きっかけは通算303勝投手の存在だった。

ロシアから日本に来た。巨人では沢村栄治とともにエースとしてチームを牽引する。戦後も球団を渡り歩いた。しかし引退してからまもなくして交通事故で亡くなった。彼の名はヴィクトル・スタルヒン。


ロシアから来たエース (PHP文庫)
ナターシャ・スタルヒン
PHP研究所
2013-05-17




スタルヒンが生まれた国・ロシア。「果たしてここに野球が存在するのか」と長年疑問に感じていた。「存在する」が答えだったのだ!以下の動画はロシアでの野球での様子である。






まずあの広い国はいったいどこの連盟所属なのかというところだが、アジアではなく欧州だ。WBCでも出場経験があるイタリアやオランダと戦っていることになる。欧州での国際大会といえばヨーロッパ野球選手権だ。1954年初開催の歴史のある大会なのだが、ロシアの最高成績は2001年の準優勝。出場全22・23カ国中で予選はトップ通過できる力を持っているようだ。本選になると欧州ランキングの上位3カ国(オランダ・イタリア・スペイン)ほか強豪が登場するため太刀打ちできないという印象。昨年の大会でも22カ国中8位という成績を残している。

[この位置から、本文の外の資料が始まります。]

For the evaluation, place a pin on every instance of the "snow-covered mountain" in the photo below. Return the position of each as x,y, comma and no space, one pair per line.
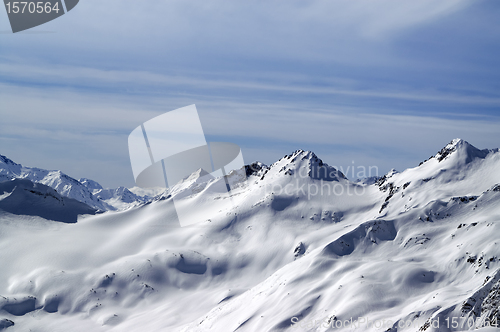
296,247
84,190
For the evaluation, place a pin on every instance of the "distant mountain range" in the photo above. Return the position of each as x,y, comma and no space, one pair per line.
295,246
86,191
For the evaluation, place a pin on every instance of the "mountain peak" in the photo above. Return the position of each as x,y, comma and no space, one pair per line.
302,159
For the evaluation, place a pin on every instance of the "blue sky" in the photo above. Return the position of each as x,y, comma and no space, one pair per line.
380,83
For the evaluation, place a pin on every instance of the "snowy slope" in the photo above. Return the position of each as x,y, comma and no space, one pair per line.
297,247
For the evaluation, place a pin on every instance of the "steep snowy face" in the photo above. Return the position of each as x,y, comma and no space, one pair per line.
8,169
23,197
289,250
462,152
90,184
299,164
84,190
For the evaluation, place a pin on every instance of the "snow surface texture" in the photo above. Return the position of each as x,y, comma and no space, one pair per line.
300,248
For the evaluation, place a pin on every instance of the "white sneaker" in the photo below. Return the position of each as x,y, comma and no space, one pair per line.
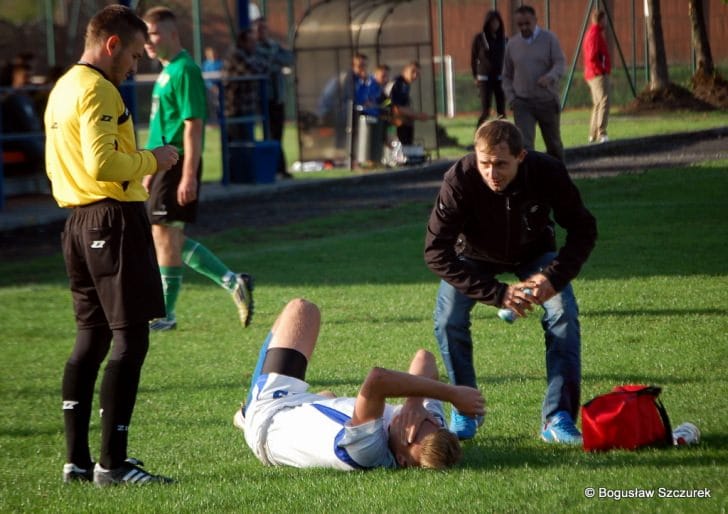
239,419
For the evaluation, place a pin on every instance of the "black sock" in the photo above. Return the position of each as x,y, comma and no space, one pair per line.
118,391
77,391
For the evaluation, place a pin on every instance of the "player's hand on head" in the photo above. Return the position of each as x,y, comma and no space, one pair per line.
166,156
412,415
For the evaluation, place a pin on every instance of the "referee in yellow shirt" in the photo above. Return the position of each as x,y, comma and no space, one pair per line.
96,170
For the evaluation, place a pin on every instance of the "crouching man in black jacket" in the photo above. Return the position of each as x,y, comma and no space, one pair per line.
495,214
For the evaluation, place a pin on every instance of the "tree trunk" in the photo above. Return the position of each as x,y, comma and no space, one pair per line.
659,77
701,44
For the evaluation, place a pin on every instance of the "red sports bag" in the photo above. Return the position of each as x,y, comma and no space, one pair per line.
628,417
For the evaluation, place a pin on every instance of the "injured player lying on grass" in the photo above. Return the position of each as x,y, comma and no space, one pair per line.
286,425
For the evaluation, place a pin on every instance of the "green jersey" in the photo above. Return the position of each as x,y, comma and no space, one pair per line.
179,94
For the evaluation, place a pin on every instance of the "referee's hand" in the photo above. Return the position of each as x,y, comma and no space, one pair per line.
167,156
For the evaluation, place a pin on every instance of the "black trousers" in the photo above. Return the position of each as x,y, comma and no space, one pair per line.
487,89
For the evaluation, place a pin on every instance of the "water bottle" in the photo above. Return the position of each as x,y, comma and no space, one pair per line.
686,434
508,315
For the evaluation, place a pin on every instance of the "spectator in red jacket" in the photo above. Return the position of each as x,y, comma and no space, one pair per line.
597,67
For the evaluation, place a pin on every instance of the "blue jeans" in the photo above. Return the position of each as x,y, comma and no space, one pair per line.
560,323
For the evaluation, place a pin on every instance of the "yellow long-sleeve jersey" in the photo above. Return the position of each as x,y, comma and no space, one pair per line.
91,151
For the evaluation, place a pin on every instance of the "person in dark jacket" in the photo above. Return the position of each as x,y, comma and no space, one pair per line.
495,214
486,62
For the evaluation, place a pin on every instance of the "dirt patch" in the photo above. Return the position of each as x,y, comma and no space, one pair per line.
670,98
711,88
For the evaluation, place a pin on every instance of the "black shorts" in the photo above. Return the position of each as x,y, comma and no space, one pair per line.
111,265
162,205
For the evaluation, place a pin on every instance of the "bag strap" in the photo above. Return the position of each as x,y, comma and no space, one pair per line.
665,421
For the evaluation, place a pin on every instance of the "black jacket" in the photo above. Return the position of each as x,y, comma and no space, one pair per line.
504,230
486,55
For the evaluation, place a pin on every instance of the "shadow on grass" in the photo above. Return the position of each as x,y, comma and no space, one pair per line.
519,452
654,312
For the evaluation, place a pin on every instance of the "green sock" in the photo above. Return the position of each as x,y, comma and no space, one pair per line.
205,262
171,283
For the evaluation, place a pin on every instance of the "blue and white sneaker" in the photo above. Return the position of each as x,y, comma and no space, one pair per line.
560,428
464,426
239,419
162,324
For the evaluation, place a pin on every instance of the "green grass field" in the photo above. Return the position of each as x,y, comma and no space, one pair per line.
653,306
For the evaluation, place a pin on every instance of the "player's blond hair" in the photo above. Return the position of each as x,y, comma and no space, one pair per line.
491,133
440,450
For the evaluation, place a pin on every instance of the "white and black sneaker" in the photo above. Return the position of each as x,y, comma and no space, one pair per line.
130,472
72,473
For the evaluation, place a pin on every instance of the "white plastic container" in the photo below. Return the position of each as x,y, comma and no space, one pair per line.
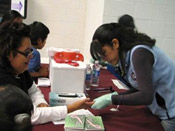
67,78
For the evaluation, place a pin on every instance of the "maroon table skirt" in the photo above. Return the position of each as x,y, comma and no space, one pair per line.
127,118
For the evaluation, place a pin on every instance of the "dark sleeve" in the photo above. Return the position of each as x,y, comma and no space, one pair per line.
142,61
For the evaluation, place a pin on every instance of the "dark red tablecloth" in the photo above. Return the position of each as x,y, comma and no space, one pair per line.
128,118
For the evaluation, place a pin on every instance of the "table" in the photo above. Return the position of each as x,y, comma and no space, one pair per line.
128,118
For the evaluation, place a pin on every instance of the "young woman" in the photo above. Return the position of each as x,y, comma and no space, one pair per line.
142,65
39,33
15,54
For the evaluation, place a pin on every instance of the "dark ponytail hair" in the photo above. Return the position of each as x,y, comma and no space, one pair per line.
128,38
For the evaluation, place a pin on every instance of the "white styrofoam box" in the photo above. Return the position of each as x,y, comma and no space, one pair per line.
61,99
67,78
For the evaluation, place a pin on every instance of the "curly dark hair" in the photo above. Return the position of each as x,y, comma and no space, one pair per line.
11,36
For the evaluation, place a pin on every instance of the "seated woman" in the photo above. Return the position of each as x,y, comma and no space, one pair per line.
15,54
15,109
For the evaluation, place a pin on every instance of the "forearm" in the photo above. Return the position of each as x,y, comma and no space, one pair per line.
47,114
35,94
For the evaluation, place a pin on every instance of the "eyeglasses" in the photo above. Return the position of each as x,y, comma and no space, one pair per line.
27,53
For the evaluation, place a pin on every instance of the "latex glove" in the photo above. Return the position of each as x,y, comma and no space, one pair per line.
103,101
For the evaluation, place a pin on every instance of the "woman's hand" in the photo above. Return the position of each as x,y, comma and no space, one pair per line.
43,105
80,104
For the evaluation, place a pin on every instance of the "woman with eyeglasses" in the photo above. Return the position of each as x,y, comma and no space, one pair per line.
15,54
149,73
12,118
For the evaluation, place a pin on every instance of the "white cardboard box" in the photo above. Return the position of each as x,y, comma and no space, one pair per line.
61,99
67,78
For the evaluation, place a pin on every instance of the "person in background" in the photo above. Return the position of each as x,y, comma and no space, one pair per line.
16,52
39,33
148,70
127,21
15,109
12,16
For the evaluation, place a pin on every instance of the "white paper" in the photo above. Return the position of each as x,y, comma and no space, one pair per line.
43,82
77,112
120,84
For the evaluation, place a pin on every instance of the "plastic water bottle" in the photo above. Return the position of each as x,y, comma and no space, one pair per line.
95,74
88,77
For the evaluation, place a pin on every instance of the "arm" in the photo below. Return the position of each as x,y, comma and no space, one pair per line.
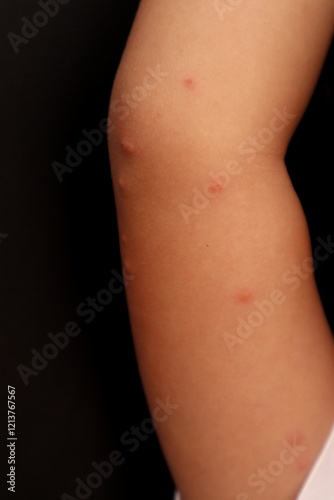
226,319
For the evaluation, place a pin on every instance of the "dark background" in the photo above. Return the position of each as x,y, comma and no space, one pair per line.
59,242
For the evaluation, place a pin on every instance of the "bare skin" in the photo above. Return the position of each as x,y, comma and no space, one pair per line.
225,313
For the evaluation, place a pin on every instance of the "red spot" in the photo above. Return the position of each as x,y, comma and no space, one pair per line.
244,295
189,83
122,183
127,146
215,188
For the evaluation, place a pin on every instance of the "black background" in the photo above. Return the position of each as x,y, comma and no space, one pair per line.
62,244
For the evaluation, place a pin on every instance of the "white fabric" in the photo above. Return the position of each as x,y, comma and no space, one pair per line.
319,484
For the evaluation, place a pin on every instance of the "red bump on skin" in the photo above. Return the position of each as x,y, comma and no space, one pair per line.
215,188
127,146
244,295
122,183
189,83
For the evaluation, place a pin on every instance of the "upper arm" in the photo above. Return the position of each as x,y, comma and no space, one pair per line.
228,65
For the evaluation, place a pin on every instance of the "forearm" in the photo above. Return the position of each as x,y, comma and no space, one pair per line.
224,309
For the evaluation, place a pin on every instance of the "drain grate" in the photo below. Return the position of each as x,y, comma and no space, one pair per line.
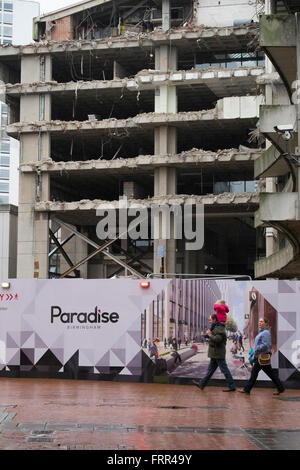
172,407
287,398
212,407
41,432
40,439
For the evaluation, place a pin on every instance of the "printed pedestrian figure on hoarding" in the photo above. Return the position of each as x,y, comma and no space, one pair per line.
159,363
241,347
221,310
175,352
262,359
217,340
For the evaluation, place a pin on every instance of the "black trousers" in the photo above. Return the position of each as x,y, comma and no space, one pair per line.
267,370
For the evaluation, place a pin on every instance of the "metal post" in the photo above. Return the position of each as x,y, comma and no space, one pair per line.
166,15
298,102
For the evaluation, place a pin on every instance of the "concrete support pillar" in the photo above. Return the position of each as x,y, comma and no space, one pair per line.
77,250
33,228
166,15
165,178
298,103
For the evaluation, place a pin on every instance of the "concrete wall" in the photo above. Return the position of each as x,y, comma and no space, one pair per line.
224,12
23,15
8,241
14,172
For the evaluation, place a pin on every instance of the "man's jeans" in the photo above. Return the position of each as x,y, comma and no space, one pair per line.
267,370
212,367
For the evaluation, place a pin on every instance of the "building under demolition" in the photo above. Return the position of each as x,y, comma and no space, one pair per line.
156,102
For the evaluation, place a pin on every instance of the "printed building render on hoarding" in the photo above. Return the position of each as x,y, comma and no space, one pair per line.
61,327
102,329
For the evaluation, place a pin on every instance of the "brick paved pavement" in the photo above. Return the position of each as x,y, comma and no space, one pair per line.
88,415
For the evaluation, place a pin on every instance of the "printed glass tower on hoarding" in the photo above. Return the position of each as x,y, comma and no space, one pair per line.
16,18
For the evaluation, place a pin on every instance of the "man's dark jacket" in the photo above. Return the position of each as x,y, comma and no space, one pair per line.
217,342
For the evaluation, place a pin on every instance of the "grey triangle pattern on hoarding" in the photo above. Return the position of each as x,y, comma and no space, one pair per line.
10,342
290,317
104,361
284,374
16,336
39,343
285,288
283,337
59,353
30,309
136,362
125,371
136,336
25,335
121,343
29,352
120,353
15,360
59,342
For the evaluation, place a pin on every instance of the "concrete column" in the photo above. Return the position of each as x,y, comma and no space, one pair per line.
298,103
166,15
77,250
165,178
33,228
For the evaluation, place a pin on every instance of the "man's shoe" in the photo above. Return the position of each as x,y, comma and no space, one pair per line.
197,384
244,391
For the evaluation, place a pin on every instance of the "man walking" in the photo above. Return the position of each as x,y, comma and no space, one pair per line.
263,346
216,353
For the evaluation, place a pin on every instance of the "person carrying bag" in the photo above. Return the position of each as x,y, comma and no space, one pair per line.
262,359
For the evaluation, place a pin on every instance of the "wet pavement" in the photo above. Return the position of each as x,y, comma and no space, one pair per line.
94,415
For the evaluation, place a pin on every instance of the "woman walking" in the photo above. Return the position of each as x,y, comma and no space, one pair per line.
262,359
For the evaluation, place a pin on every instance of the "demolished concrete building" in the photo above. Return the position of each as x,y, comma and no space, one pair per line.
140,101
279,122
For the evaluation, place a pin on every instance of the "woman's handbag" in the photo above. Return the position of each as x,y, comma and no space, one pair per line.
264,359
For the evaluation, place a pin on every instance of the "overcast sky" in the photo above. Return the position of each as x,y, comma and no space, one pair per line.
52,5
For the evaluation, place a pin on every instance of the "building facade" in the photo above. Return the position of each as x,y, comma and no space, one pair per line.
181,311
158,103
16,20
279,121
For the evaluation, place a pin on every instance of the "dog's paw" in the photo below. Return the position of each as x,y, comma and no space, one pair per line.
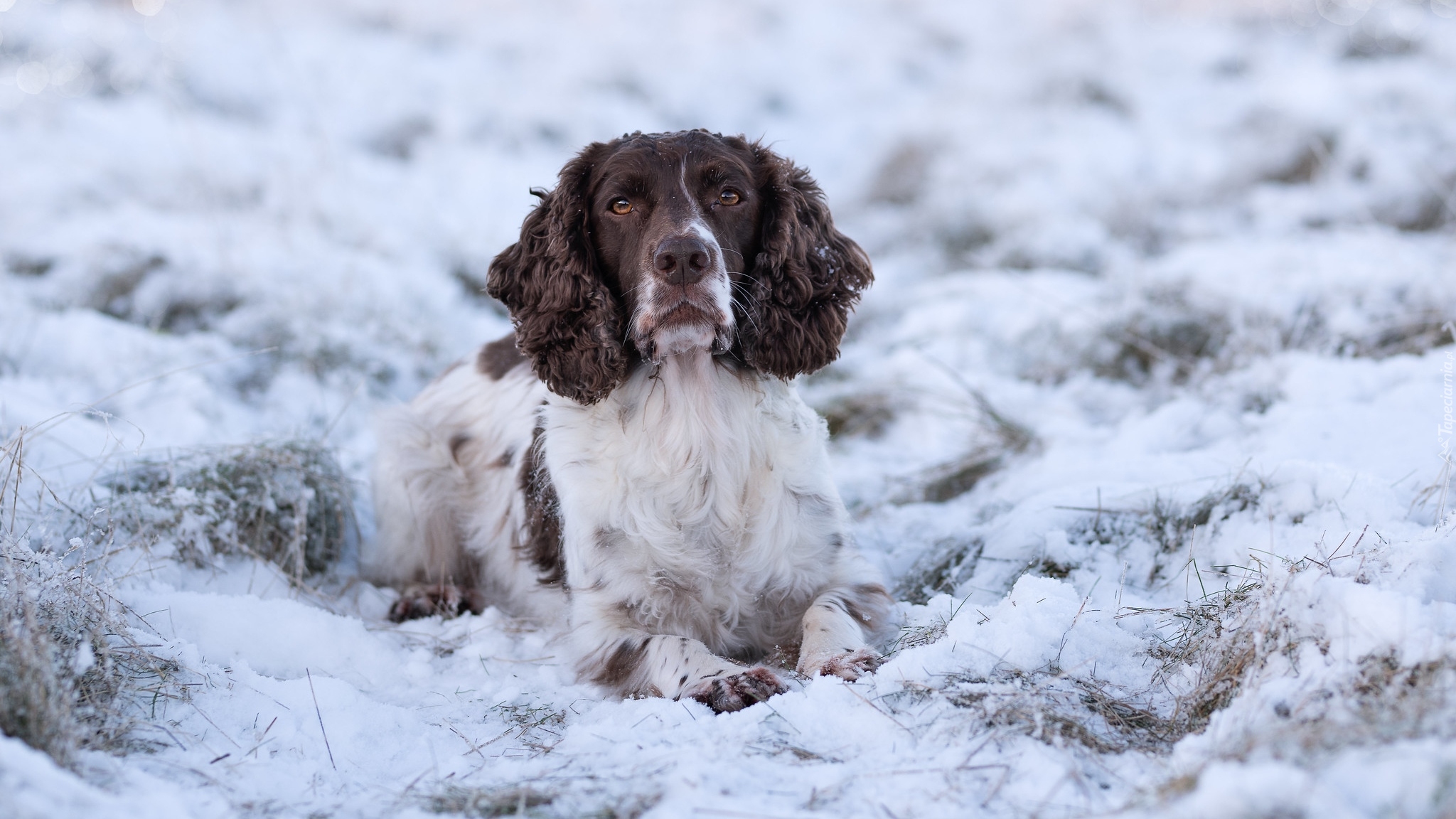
440,599
736,691
851,666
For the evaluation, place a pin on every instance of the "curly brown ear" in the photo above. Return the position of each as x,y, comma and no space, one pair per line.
567,321
805,279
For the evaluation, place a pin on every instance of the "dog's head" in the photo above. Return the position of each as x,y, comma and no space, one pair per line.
660,244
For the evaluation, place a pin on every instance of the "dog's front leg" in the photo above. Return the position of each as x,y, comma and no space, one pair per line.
836,631
632,662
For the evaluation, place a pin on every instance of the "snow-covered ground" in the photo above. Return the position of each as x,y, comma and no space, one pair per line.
1145,414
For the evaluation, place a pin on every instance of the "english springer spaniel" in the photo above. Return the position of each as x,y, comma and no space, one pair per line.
633,459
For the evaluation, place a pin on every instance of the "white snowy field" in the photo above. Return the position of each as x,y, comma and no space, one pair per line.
1147,417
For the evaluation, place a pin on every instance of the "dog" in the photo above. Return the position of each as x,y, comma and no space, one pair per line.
633,461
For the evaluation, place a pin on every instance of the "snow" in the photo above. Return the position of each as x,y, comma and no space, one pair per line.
1189,247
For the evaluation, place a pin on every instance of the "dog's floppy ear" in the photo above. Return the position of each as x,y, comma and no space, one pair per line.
805,279
567,321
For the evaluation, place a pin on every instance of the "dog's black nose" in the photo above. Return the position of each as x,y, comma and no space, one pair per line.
682,259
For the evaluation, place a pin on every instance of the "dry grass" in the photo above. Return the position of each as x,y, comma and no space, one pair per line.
939,570
287,503
557,798
1162,523
73,670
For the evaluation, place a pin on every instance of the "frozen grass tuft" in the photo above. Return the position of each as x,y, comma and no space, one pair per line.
287,503
1165,525
939,570
547,799
72,670
1221,640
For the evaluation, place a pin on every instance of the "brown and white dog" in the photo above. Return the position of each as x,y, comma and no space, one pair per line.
633,459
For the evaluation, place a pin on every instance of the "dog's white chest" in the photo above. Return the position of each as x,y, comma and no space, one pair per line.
693,493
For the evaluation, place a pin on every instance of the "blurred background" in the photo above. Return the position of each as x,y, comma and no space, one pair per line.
328,181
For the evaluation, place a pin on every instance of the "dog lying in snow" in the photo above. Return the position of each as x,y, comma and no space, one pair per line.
632,459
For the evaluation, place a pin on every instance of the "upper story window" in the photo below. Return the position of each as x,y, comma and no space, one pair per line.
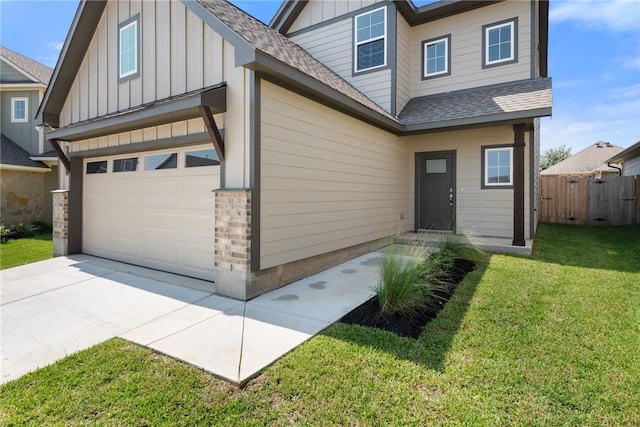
19,110
497,168
436,57
500,43
370,49
128,48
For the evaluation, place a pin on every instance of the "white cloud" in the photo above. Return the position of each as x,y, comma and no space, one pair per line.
612,15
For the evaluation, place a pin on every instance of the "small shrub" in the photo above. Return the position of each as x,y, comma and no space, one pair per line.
21,230
452,244
43,227
402,288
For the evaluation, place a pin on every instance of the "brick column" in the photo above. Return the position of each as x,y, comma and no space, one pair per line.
232,254
60,222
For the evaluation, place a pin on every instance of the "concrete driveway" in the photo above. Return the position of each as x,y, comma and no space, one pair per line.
56,307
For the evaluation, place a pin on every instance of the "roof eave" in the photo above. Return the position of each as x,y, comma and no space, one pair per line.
320,92
438,10
478,120
629,153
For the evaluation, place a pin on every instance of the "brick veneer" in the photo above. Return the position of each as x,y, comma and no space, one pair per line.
60,222
233,230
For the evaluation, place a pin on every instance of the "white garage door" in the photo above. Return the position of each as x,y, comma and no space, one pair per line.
154,209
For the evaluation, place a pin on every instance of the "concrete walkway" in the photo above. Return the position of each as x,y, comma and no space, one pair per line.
56,307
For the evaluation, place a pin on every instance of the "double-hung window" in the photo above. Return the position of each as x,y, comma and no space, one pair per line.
128,48
19,110
500,41
370,49
436,57
497,168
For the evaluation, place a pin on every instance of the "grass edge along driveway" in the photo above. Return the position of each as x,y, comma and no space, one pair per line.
552,339
18,252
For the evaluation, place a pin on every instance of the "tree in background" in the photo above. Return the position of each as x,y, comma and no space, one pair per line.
554,155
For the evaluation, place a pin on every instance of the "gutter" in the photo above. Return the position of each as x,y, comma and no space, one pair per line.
615,167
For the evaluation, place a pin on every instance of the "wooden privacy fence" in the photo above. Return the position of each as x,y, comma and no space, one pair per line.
611,200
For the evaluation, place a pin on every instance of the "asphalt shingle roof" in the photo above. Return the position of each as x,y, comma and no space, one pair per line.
12,154
36,69
478,102
591,159
274,44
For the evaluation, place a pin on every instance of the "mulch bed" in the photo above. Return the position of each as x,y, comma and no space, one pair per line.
369,314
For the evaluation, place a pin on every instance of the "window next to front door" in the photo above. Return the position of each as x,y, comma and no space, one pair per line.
497,166
19,109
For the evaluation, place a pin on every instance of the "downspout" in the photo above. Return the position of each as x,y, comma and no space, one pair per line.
615,167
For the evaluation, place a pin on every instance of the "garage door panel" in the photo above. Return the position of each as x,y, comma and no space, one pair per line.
160,219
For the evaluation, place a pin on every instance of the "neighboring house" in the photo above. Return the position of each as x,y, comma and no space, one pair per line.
345,124
591,162
629,160
28,167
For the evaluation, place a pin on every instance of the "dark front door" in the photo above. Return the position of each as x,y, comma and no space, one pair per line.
435,190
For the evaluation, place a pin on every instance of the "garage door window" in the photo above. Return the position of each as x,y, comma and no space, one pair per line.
97,167
125,165
161,161
194,159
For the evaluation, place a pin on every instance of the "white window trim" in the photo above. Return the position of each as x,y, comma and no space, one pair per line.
446,57
486,167
358,43
133,23
14,119
512,54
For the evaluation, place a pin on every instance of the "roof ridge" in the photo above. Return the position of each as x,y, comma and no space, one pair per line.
34,68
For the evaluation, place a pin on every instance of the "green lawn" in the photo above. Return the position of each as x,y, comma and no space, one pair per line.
25,251
549,340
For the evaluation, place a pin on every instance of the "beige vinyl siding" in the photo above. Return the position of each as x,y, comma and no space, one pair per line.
631,167
318,11
328,181
479,212
403,64
536,173
178,53
333,46
466,49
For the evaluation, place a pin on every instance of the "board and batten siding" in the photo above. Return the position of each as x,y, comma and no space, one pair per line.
22,133
403,63
178,53
333,46
318,11
328,181
479,212
466,49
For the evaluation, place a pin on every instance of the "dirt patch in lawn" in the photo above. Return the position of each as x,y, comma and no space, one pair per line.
369,314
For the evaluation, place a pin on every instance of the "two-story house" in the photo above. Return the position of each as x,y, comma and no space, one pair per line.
28,168
203,142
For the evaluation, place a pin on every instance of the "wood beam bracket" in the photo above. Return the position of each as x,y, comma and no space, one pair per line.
61,154
214,132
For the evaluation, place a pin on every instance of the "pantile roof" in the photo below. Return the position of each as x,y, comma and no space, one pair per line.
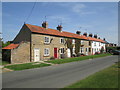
11,46
38,29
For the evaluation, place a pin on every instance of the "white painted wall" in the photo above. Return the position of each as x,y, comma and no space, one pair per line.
96,46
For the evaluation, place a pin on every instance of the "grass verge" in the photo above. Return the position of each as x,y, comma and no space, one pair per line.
3,62
107,78
17,67
60,61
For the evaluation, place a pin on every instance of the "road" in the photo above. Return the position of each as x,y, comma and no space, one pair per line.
56,76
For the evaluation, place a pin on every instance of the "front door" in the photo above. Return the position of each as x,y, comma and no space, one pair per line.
36,54
68,52
55,52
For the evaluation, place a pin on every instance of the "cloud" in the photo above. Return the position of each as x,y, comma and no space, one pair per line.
60,19
80,9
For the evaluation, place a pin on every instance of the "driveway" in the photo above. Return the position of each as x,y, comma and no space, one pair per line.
56,76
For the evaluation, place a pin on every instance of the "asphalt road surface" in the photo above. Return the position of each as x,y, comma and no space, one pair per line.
56,76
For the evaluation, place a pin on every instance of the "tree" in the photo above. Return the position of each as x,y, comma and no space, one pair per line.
77,46
5,44
102,50
70,46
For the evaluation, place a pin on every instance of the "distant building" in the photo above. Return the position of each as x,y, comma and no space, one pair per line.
34,43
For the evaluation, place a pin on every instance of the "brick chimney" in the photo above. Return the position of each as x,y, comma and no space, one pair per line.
85,34
78,32
104,39
45,24
95,36
59,27
90,35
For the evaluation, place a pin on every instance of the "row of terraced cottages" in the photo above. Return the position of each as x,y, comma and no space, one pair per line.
34,43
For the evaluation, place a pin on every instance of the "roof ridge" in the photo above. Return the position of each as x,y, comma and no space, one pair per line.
63,33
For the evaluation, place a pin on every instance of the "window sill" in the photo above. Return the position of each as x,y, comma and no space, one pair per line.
46,55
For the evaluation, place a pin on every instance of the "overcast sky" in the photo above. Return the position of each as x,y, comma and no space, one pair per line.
92,17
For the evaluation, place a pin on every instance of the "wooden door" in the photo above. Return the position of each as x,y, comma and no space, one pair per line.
55,52
36,54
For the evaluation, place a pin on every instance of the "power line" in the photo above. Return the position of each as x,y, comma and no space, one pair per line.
31,11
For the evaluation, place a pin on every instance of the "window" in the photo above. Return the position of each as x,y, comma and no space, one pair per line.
73,50
89,43
82,42
89,49
46,52
62,50
62,40
47,39
82,50
86,49
73,41
95,44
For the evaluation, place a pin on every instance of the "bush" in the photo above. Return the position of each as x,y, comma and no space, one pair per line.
96,53
73,55
78,55
63,56
52,58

ロシアの野球のルーツにはラプターという伝統スポーツが関係している。簡単に言えばロシア版クリケットだろうか。6人制2チームに分かれ、バットと柔らかいボールを使う。国のスポーツが原型となるとインド人メジャーリーガーを発掘したときの「ミリオンダラー・アーム」に似ている。選手発掘の様子は映画にもなっている。このラプターからも同じように野球選手が登場するのではないかとひそかに期待している。


http://youtu.be/l80xkpUu6jU
(参考:ラプターの様子)


新たな市場として国の情報をこれからも少しずつお伝えしていく。今回はロシアに野球があることとラプターというスポーツを認識する場としてほしい。


インドが膨大な人口ならば、ロシアは広大な土地。金の卵は必ず国内に眠っているだろう。